Specify origin_destination_line_shape
to see the output in map. Even though the lines are straight for performance reasons, they always store the travel time and travel distance along the street network, not straight-line distance.
%%time
# solve OD cost matrix tool for the origns and destinations
from arcgis.network.analysis import generate_origin_destination_cost_matrix
results = generate_origin_destination_cost_matrix(origins= origin_fset, #origins_fc_latlong,
destinations= destinations_fset, #destinations_fs_address,
cutoff=200,
origin_destination_line_shape='Straight Line')

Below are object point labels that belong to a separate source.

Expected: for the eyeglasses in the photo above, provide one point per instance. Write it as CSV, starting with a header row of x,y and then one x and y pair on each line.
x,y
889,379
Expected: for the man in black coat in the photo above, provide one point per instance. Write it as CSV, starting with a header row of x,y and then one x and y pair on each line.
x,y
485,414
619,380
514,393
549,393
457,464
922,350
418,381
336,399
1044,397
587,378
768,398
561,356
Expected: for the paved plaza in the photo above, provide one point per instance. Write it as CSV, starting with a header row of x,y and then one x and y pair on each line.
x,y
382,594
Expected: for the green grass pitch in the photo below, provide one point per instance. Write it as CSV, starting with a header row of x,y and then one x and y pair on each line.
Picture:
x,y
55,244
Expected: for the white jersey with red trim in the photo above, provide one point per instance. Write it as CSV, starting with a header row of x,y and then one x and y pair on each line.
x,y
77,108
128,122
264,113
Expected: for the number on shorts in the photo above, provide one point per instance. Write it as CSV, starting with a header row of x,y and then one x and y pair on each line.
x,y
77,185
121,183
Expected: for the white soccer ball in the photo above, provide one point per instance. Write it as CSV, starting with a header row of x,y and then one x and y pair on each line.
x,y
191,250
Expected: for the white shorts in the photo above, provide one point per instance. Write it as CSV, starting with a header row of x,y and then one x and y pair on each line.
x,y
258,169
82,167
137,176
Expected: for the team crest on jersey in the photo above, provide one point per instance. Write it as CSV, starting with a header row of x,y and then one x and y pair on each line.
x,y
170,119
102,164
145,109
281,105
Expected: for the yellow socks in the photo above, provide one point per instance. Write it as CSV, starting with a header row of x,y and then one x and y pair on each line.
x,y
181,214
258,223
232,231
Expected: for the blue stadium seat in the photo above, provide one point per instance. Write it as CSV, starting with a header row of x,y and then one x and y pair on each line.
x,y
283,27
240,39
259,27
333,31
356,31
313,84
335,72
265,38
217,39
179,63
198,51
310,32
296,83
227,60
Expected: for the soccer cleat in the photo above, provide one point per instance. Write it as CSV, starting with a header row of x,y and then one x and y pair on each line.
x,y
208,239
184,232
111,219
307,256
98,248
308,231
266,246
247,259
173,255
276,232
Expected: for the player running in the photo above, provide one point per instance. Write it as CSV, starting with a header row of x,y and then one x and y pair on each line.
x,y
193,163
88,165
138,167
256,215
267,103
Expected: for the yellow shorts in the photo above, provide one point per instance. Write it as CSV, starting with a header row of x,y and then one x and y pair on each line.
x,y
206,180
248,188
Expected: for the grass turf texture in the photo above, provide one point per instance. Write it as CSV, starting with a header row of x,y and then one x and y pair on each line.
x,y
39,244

print('Analysis succeeded? {}'.format(results.solve_succeeded))
Analysis succeeded? True CPU times: user 379 ms, sys: 27.1 ms, total: 406 ms Wall time: 24.7 s
Let's see the output lines table.
od_df = results.output_origin_destination_lines.sdf
od_df
DestinationOID | DestinationRank | OBJECTID | OriginOID | SHAPE | Shape_Length | Total_Distance | Total_Time | |
---|---|---|---|---|---|---|---|---|
0 | 3 | 1 | 1 | 1 | {"paths": [[[-117.18779101399997, 33.939597752... | 0.117008 | 21.832442 | 24.159862 |
1 | 1 | 2 | 2 | 1 | {"paths": [[[-117.18779101399997, 33.939597752... | 0.130932 | 23.262677 | 24.910770 |
2 | 2 | 3 | 3 | 1 | {"paths": [[[-117.18779101399997, 33.939597752... | 0.149588 | 26.421002 | 27.939439 |
3 | 1 | 1 | 4 | 2 | {"paths": [[[-117.11711694599995, 34.028605892... | 0.091302 | 9.965429 | 7.510600 |
4 | 3 | 2 | 5 | 2 | {"paths": [[[-117.11711694599995, 34.028605892... | 0.069458 | 8.269718 | 8.067540 |
5 | 2 | 3 | 6 | 2 | {"paths": [[[-117.11711694599995, 34.028605892... | 0.151388 | 16.558662 | 13.764840 |
Convert to matrix format
We need to change the format to get a matrix with rows as origins and columns as destinations, with impedance value as travel time or travel distance. We will use the pivot_table
feature of Pandas to accomplish that.
# filter only the required columns
od_df2 = od_df[['DestinationOID','OriginOID','Total_Distance','Total_Time']]
# user pivot_table
od_pivot = od_df2.pivot_table(index='OriginOID', columns='DestinationOID')
od_pivot
Total_Distance | Total_Time | |||||
---|---|---|---|---|---|---|
DestinationOID | 1 | 2 | 3 | 1 | 2 | 3 |
OriginOID | ||||||
1 | 23.262677 | 26.421002 | 21.832442 | 24.91077 | 27.939439 | 24.159862 |
2 | 9.965429 | 16.558662 | 8.269718 | 7.51060 | 13.764840 | 8.067540 |
Write the pivot table to disk
od_pivot.to_csv('data/OD_Matrix.csv')
This is how we can get OD cost matrix when we have csv files with origin and destinations location information. We could read this matrix and provide this as input to a heuristics or an open-source algorithm.
od_map = my_gis.map('Loma Linda, CA')
od_map
od_map.draw(results.output_origin_destination_lines)
od_map.draw(destinations_fset, symbol={"type": "esriSMS","style": "esriSMSSquare","color": [255,115,0,255], "size": 10})
od_map.draw(origin_fset, symbol={"type": "esriSMS","style": "esriSMSCircle","color": [76,115,0,255],"size": 8})
Conclusion
This sample demonstrated how you can constuct an OD cost matrix using the Python API. We stared by defining 2
origin and 3
destination points. We used the generate_origin_destination_cost_matrix()
method under the network
module to compute the OD cost matrix.
How can you use this?
The OD cost matrix becomes an important analytical output for downstream routing and other network analysis problems. Imagine you run a pizza shop and receive orders for delivery in a central location. Based on the distance to these demand points, you need to decide which supply point (pizza shop) should service which demand point (customer address). You can solve problems such as these by computing the OD cost matrix.